Experiments with familiarization demonstrate that that people will continue
to choose and to prefer even the inefficient, the annoying, and the initially
nonpreferred if previously forced to choose them over a ten-day period.
General experience with human beings supports these findings, e.g., in the
area of good habits. Clinical experience indicates that this preference for
the habitual and familiar is greater and more rigid, compulsive, and neurotic
in people who are more anxious, timid, rigid, constricted, etc. Clinical
evidence and some experimental evidence indicate that ego-strength, courage,
health, and creativeness make more likley in adults and children the choice
of the new, the unfamiliar, the unhabitual.

Familiarization in the sense of adaptation also can cut the tendency to
choose the Being-Values. Bad smells cease to smell bad. The shocking
tends to cease shocking. Bad conditions are adapted to and not noticed
any more, i.e., cease to be conscious, even though their bad /effects/
may continue without conscious awareness, e.g., effects of continued
noise or of continued ugliness, or of chronically poor food.

Real choice implies equal and simultaneous presentation with the alternatives.
For instance, people used to a poorly reproducing phonograph preferred it to
a hi-fi phonograph. People used to the hi-fi preferred /that/. But when both
groups were exposed to /both/ poor and good music reproduction, both groups
finally chose the better reproduction of the hi-fi.

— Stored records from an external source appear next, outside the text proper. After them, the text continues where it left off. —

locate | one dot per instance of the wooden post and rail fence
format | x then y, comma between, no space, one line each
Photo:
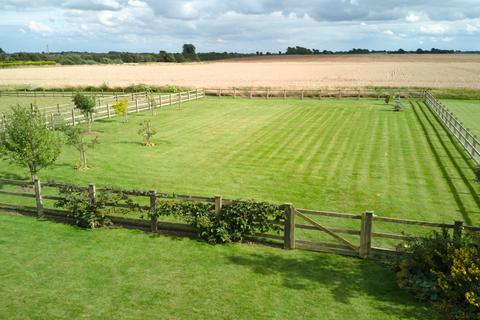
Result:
137,102
469,142
358,243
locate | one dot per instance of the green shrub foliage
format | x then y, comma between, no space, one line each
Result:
235,222
444,271
477,173
92,214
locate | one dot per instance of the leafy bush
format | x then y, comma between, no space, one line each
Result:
91,214
121,108
147,132
86,104
388,98
235,222
444,271
477,173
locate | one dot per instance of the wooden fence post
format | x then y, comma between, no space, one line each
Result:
73,117
218,204
457,230
153,208
366,234
38,197
289,227
92,193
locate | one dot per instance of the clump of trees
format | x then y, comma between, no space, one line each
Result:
25,140
147,132
86,105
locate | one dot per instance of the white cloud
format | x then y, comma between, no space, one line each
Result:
434,28
39,27
413,17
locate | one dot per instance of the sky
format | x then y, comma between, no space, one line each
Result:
237,25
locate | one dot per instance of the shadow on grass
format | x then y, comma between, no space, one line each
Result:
453,160
344,278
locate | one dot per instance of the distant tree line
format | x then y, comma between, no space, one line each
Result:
302,50
188,54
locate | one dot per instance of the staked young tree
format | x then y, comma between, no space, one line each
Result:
26,141
188,49
76,139
86,105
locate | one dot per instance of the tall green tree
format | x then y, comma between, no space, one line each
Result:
86,104
26,141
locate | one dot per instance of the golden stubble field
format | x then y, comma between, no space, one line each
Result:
285,72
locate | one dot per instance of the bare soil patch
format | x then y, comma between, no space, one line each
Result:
285,72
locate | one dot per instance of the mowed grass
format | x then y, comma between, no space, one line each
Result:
56,271
338,155
467,111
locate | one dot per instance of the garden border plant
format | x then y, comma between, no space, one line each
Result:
443,270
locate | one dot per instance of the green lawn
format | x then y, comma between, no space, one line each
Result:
336,155
467,111
55,271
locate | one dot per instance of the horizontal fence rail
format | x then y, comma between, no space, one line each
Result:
339,239
469,142
137,102
312,93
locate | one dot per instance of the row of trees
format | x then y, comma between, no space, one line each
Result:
188,54
302,50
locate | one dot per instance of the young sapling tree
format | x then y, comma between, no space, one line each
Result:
121,108
26,141
398,104
388,98
147,132
78,140
86,105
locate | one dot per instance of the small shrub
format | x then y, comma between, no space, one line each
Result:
444,271
388,98
121,108
477,173
234,223
91,214
147,132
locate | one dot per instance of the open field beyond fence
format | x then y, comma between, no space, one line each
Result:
292,72
338,155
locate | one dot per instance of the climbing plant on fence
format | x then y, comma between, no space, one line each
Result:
234,222
92,212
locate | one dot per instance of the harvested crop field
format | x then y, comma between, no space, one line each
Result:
287,72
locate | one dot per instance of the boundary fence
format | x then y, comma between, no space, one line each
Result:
268,93
467,140
137,102
295,219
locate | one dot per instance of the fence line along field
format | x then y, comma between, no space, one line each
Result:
440,71
344,155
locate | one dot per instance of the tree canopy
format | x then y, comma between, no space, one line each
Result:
26,141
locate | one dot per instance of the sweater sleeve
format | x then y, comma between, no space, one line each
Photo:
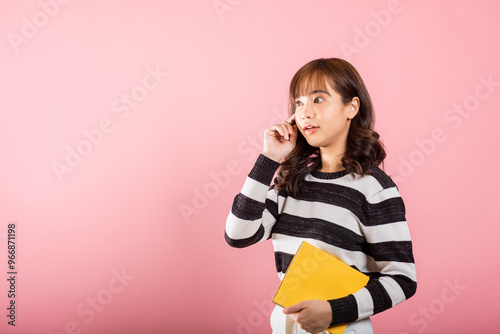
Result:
255,209
389,247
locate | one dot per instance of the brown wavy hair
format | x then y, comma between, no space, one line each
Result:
364,150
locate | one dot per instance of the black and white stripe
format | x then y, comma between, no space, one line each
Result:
360,220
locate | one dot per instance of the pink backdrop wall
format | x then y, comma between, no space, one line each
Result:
127,127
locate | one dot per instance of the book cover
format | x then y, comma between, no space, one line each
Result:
315,274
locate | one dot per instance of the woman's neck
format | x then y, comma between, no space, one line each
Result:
331,161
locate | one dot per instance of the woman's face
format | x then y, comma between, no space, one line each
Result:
322,117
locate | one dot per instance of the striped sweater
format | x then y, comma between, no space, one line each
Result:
359,220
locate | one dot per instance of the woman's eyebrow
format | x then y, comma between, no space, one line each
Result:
319,91
315,92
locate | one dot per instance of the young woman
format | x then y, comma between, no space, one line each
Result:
329,191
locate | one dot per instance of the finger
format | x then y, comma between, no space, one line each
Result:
292,129
278,129
287,129
294,308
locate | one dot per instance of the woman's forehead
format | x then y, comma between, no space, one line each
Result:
306,85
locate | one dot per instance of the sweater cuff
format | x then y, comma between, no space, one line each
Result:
344,310
264,169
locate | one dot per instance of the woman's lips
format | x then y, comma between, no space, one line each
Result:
310,129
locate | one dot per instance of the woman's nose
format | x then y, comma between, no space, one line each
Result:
306,112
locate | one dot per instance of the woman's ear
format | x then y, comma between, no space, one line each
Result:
352,108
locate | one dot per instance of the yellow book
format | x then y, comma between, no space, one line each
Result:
315,274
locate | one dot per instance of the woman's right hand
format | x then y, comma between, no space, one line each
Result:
280,139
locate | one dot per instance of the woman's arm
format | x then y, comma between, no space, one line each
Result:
255,208
394,276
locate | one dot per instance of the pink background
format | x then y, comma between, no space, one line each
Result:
192,136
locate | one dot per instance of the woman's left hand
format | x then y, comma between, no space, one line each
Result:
313,316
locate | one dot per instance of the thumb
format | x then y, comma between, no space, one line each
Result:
294,308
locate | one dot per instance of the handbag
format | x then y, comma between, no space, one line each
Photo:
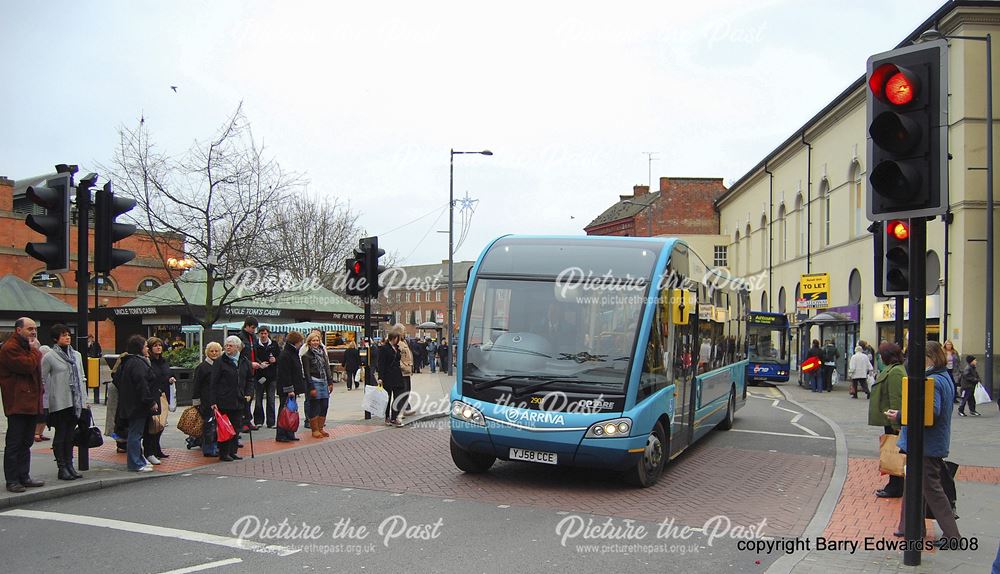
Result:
191,422
981,395
375,401
224,427
288,420
87,433
890,460
158,422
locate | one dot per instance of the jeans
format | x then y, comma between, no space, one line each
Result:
134,449
264,392
968,398
17,449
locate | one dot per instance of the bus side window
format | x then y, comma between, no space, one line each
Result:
654,375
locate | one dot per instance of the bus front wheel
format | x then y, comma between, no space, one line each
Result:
649,467
471,462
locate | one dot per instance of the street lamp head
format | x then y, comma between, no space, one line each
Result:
929,35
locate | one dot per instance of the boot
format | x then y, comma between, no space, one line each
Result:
63,473
314,425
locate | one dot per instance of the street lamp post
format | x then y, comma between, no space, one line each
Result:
649,219
933,34
451,249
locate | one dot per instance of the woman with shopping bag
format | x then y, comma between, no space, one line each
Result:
230,383
968,382
291,382
200,400
887,394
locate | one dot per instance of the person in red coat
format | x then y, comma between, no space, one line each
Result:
21,386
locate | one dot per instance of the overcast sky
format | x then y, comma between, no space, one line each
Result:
366,99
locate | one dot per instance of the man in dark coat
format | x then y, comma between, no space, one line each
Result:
21,386
248,353
391,376
266,353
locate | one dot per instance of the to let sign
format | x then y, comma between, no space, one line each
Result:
815,291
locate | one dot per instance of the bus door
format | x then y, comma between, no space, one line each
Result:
683,328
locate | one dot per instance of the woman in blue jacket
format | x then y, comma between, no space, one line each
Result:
937,441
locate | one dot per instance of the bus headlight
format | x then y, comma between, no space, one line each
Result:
610,429
467,413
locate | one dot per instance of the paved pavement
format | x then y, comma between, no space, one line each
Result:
107,468
858,514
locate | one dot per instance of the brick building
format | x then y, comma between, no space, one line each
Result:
144,273
682,207
423,295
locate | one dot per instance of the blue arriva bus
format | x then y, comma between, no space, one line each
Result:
604,352
767,347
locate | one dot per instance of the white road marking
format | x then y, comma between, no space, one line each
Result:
785,434
226,541
207,566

The preponderance of the experimental literature on discrimination shows
that it is more efficient when the alternatives are simultaneously present
and close together rather than far apart. We may expect that the selection
of the more beautiful of two paintings, or the more honest of two wines, or
the more alive of two human beings, will be more likely the closer together
they are in space and time.

...

Many experiments show that social suggestion, irrational advertising, social
pressure, propaganda, have considerable effect against freedom of choice
and even freedom of perception; i.e., the choices may be misperceived
and then mis-chosen. This deleterious effect is greater in conforming
rather than in independent, stronger people. There are clinical and
social-psychological reasons for predicting that this effect is greater in
younger than in older people. However, all of these effects, and similar
ones, from e.g., subliminal conditioning, propaganda, prestige
suggestion, or false advertising, subliminal stimuli, covert positive
reenforcement, etc., rest upon blindness, ignorance, lack of insight,
concealment, lying, and unawareness of the situation. Most of these
effects can be eliminated by making the ignorant chooser consciously
aware of the way in which he has been manipulated.

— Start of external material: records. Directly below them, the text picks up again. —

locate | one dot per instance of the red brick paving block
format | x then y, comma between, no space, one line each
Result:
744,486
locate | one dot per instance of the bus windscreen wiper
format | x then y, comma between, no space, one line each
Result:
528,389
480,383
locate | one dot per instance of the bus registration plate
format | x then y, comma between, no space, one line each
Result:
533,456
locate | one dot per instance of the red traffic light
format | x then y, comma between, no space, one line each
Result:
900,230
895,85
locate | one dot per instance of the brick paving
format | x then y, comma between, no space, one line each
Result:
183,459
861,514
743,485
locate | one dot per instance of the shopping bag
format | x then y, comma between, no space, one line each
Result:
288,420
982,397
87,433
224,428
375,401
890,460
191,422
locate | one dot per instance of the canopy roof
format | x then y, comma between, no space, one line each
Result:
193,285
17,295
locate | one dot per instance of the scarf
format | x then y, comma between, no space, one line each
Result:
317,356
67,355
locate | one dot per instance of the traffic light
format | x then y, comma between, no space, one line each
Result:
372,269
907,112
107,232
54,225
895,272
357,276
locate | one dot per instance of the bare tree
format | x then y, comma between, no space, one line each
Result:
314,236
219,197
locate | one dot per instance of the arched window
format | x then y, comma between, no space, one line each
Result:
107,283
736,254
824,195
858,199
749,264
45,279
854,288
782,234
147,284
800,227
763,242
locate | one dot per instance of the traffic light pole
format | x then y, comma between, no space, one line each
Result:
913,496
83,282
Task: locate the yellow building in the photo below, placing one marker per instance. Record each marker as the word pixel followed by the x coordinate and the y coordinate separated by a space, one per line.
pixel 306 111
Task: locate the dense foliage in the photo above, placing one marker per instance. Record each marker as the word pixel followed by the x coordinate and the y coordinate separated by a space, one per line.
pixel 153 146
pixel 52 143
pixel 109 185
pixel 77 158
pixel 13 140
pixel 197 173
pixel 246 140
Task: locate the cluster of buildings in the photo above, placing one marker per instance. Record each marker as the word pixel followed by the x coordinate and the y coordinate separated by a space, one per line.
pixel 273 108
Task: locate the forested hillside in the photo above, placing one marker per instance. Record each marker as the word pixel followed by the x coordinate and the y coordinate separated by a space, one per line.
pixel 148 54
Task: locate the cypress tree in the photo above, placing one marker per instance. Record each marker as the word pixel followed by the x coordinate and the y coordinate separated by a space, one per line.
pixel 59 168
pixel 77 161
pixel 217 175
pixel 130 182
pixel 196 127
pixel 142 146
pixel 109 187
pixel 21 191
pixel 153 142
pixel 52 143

Really free choice - in which the inner, intrinsic nature of the chooser
is the main determinant - is therefore enhanced by freedom from social
pressure, by an independent rather than dependent personality, by
chronological maturity, by strength and courage rather than by weakness
and fear, and by truth, knowledge, and awareness. Satisfying each of
these conditions should increase the percentage of Being-choices.